Off to the side of church was a fenced-in play area where kids whose parents were standing in line kicked soccer balls and took turns pushing each other on swings. Two little girls sat at a nearby picnic table with coloring books and crayons, and a cheerful older woman walked up and down the line offering us Halloween candy. (Butterfingers and Snickers, for the record. Being more of a Crunch girl myself, I did not indulge.) At one point she stood a few feet away from me, rifling through a box to replenish her supply, and I glimpsed a bundle of Obama campaign literature. “Ha!” I wanted to point to her and say, “I knew you had to be a Democrat! Republicans wouldn’t spread the candy wealth around.”

My wait ended up being around 40 minutes, and rather than pull out my iPod (which had been gathering dust in the final weeks of the campaign — I only realized a few days ago that there are new Lucinda Williams and Jenny Lewis albums I need to buy) or try to read (I didn’t want anyone eyeing me suspiciously if they saw the unflattering picture of Richard Nixon on the cover of my book), I listened with some amusement to the nonstop gabbing of the two high school students behind me.

“The other night I was at this website about the candidates,” one of them said, and I started to steel myself for a stupid remark.

“It said Obama graduated in the top ten percent of his class at Harvard Law,” she continued. “And then it has a clip of John McCain saying he was an average student. And I was like, Okaaay. Way to make me want to vote for you.”

Both girls, it turned out, were very pro-Obama.

“In government the other day, the teacher gave us a list of all the candidates’ positions, and you had to check which ones you agreed with but you couldn’t see if it was Obama or McCain,” the other said. “And Scott, who’s totally for McCain, ended up agreeing with Obama over fifty percent of the time. We were ragging on him all day.”

Her friend laughed and replied, “Even though the teachers aren’t allowed to, like, talk about their views, you can tell they’re for Obama. My history teacher dressed up as Sarah Palin for Halloween, so you know he’s not voting McCain.”

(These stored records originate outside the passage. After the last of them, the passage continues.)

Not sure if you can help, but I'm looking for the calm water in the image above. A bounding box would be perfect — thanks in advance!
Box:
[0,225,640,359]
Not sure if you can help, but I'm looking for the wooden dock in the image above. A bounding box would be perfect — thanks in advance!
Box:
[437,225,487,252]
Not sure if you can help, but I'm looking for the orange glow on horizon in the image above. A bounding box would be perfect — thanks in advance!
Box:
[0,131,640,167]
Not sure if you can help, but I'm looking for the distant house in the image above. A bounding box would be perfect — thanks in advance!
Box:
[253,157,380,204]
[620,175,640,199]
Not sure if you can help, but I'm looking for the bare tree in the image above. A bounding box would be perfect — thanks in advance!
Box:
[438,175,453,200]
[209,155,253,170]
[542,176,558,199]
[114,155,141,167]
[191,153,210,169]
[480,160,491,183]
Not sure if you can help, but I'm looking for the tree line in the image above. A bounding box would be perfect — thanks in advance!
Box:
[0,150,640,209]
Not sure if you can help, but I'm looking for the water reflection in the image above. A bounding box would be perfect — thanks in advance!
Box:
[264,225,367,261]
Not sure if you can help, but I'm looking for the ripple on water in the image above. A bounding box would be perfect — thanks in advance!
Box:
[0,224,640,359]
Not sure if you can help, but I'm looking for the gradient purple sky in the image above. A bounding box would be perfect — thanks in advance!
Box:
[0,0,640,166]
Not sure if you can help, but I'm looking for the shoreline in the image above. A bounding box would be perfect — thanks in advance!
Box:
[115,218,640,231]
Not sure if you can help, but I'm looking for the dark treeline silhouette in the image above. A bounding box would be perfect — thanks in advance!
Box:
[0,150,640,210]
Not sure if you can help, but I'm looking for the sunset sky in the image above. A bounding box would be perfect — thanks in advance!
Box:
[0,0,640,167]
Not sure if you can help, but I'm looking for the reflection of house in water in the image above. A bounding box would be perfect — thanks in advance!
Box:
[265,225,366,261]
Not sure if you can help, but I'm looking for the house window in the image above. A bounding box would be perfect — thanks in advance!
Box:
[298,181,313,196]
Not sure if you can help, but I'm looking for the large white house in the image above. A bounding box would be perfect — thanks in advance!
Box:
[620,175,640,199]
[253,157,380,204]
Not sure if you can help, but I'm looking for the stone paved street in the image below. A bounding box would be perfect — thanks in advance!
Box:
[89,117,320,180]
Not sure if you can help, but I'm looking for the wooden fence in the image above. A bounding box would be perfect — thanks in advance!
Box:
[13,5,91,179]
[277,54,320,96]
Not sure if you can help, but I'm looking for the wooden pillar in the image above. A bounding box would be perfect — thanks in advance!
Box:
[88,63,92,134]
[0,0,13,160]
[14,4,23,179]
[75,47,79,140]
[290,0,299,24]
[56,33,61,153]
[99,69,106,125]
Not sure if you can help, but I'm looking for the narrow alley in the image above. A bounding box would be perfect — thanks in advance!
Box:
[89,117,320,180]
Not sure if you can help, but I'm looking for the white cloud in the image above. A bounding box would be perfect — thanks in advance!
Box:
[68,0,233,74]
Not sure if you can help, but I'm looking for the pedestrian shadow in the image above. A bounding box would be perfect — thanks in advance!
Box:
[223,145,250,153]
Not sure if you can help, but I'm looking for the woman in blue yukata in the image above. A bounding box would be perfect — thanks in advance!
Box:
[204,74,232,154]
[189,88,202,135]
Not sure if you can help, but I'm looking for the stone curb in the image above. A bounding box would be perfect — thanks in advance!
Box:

* Some voting words of wisdom from John Waters, via his Pecker DVD audio commentary: “I give, in my college lectures, I tell all the people, ‘When you vote this week’ — last week was the election — ‘you know, cruise people in the line.’ It makes it more interesting. Or think sexual thoughts. At least play with yourself a little in the voting booth. It will really perk up the dreary experience of voting. No one gets horny in a voting booth. It’s the most un-American thing you can possibly do. And they’re very much like peep shows, they’re just lacking glory holes.”